The characterisation of performance of the low cost sensors was extended through predictive analytics to develop a suitable model which can be used to predict concentrations of particulate matter to an accuracy approaching that achieved by reference method instruments using signals from the low cost sensors.
In the field of air quality, predictive and prescriptive modelling is usually carried out using dispersion models which are based on a gaussian distribution of pollution within a plume. They also often include algorithms for calculating the effects of atmospheric chemistry for pollutants such as ozone and oxides of nitrogen. Source terms in the model are meteorological data and activity data such as industrial processes or pollutant emissions from vehicle movements. I have used these models in the past to predict concentrations of regulated pollutants across the city, and to test interventions such as a low emissions zone. (K14, S11)
The modelling in this project was not intended to predict concentrations from source terms such as activity and meteorology, but to predict more accurate concentrations of particulate matter than available from an untreated low - cost sensor.
4.4.2 Co - location Study
There are three monitoring sites which measure PM in Bristol. A map and summary data for the two sites used sites are shown below.

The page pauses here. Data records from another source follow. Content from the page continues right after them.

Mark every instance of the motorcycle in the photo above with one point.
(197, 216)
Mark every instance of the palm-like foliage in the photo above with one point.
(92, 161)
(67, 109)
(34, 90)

Co - location: Potential Sites | |
---|---|
Site description | Pollutants |
AURN St Pauls - 452 | |
The monitoring station is located within a self contained air conditioned unit within the car park of a day nursery. The monitoring station is approximately 30 metres south east of Wilder Street which is a lightly trafficked urban back street. The surrounding area is primarily residential with some commercial premises in the immediate vicinity. | PM2.5, PM10 |
Parson Street School - 215 | |
The Parson Street School monitoring site has been operating since 2002 and was selected as a roadside site that represents residential exposure to relatively high concentrations of traffic generated pollution. The sample inlet is approximately 1 metre from ground level and four metres from the kerb of Bedminster Road where traffic queues for the traffic lights | PM2.5 |
Temple Way - 500 | |
Roadside monitoring station beside multi-lane section of the A4044 (Temple Way). This is a major route in and out of Bristol city centre. | PM10 |
The co - location study used two of these sites; Parson Street School (site 215) and Temple Way (site 500). These sites are both operated by the council. Using the AURN St Pauls site would have required permissions from the Environment Agency which would have been a time consuming and uncertain process.
The airrohr SDS011 fine dust sensors require a wifi signal in order to push data to a server. The Bristol City Council sites did not previously have wifi access available. The telemetry at our air monitoring sites was a combination of 3G modems and analogue land lines in 2021.
In order to accommodate the co - location study and also for the purposes of virtualising our data collection machine, I procured, configured and installed Teltonika RUT950 or RUT955 4G LTE routers at all of our monitoring sites. This required me to learn about network protocols, network security and the configuration of windows updates. (B7)
I liaised with our network team to configure white lists for the Envista ARM application to access the routers. This enabled 4G TCP/IP access to the data loggers or instruments at all of the sites, and also provided a wifi hotspot to enable the SDS011 sensors to send data. (B7)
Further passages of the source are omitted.